Kemudian aku mendengar suara langkah kaki yang bergemuruh. Aku tahu ayah sedang berjalan mendekatiku.
Lima langkah kemudian, ayah berhenti. Dia tiba di depanku yang tak berdaya. Mungkin, ayah menunduk untuk melihatku.
"Kau tahu apa maksudnya ini kan!" ayah menyerukan kembali pertanyaannya di awal tadi.
Ayah berseru marah tepat di depanku. Suaranya yang keras membuat telingaku tuli untuk sementara. Tidak sampai tuli sebenarnya, hanya sedikit berdenging.
Ayah terdiam, menunggu jawaban, lebih tepatnya pembelaan dari terdakwa, yaitu aku. Sementara itu, aku mencoba berpikir bagaimana cara keluar, atau paling parah, lari dari masalah ini.
Keluar dari sekolah? Aku tidak tahu apakah ini kabar baik atau buruk. Tapi sepertinya kabar ini sedikit mengecewakan orang tuaku, mungkin teman – teman dan guruku juga.
Aku ingin menggunakan saja kekuatan aneh yang barusan kudapatkan. Bodoh sekali! Aku memikirkan cara yang buruk, benar – benar buruk.
Tapi aku tidak boleh menggunakan cara itu. Aku tidak boleh melawan orang tuaku. Durhaka itu namanya. Tapi bukannya yang di awal tadi namanya juga durhaka?
Aku teringat sesuatu. Benar, surat itu. Jika aku menunjukkan isi surat itu kepada ayah, mungkin aku bisa sedikit mengalihkan pembicaraan ini.
Lama menunggu, ayah pun berseru, "Ayah hanya ingin jawaban! Cuma itu!"
Aku menghela nafas.
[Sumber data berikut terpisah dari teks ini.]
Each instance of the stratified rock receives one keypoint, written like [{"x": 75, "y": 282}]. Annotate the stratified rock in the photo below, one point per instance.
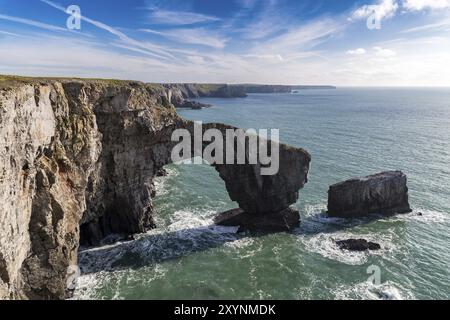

Kemudian, aku memasukkan telapak kananku ke saku jaketku yang di sebelah kanan. Aku menggoyang – goyangkan telapak tanganku di dalam saku jaket.
Dua menit kemudian, aku meraba sesuatu yang agak kasar. Sesuatu itu sepertinya berbentuk persegi panjang. Keempat sudutnya yang lancip hampir melukai jariku.
Aku memegang sesuatu itu dengan tiga jari, jari jempol di depannya, jari telunjuk, dan jari tengah di belakangnya.
Aku menarik tangan kananku ke atas agar sesuatu yang kupegang itu tertarik keluar dari saku jaket. Pelan – pelan aku menggerakkan tangan kananku agar sesuatu itu tidak lusuh terhimpit kain jaket.
Kemudian, aku mengayunkan tangan kananku sedikit ke depan dengan membengkokkan siku agar sesuatu yang kupegang itu terlihat di depan pandanganku.
"Ada yang memberiku surat. Mungkin ini adalah surat mutasi dari kepala sekolah," kataku sambil melihat sesuatu yang kupegang itu.
Mulai dari titik ini, sesuatu itu akan kusebut surat. Surat itu berupa kertas berukuran A4 yang dilipat sebanyak dua kali, kini menjadi satu seperempat dari bagiannya.
Aku menggerak – gerakkan kedua tangan untuk membuka lipatan surat itu. Saat lipatannya terbuka, tampak kertas yang berukuran A4 itu.
Terdapat alur bekas lipatan di atas kertas itu. Tapi, itu bukanlah hal yang penting. Yang penting adalah teks yang tercetak di atas kertas surat ini.
Aku mulai membaca tulisan itu, "Kepada Clone Spiral. Kami sudah mengamatimu sejak lama dan mengetahui bahwa kau memiliki jaket yang berbahaya itu.
Kami memberimu surat ini untuk memberimu dua pilihan, bergabung di akademi, atau menyerahkan jaket itu. Tapi sepertinya, kau hanya punya satu pilihan yaitu bergabung di akademi. Itu karena kau sudah mendapat surat mutasi dari sekolahmu. Oleh karena itu, datanglah ke akademi besok.
Disini, kau direhabilitasi bersama pemilik jaket berbahaya yang lainnya. Informasi selengkapnya lihat pada lampiran. Tertanda, pengurus Academy of Super Ability."
Aku menarik nafas panjang. Kesepuluh jariku bergerak bersamaan untuk kembali melipat surat itu seperti semula. Apakah rencanaku berhasil?
Aku masih tidak berani untuk menaikkan pandanganku. Jadi, aku hanya menebak – nebak kalau sepertinya ayah sedang mengangguk sambil mencoba menenangkan diri.
"Clone!" tiba – tiba terdengar suara yang mengagetkanku.
"Serahkan surat itu. Ayah akan membacanya sendiri," sambung suara itu.
Sambil tetap menunduk aku menjulurkan tangan kanan—yang memegang surat itu dengan jari jempol dan telunjuk—ke depan.
"Ini ayah—," kataku tertahan.
Aku melirik sedikit ke atas dan melihat bahwa surat itu sudah tidak berada di tanganku. Ayah pasti mengambilnya barusan.
Kemudian, terdengar suara langkah kaki lima kali, untungnya tanpa disusul suara gemuruh, yang berarti rencanaku berhasil.
Aku menarik nafas lega. Perlahan – lahan, rasa panas di kepalaku mulai menghilang. Aku bahkan memberanikan diri untuk menaikkan pandangan.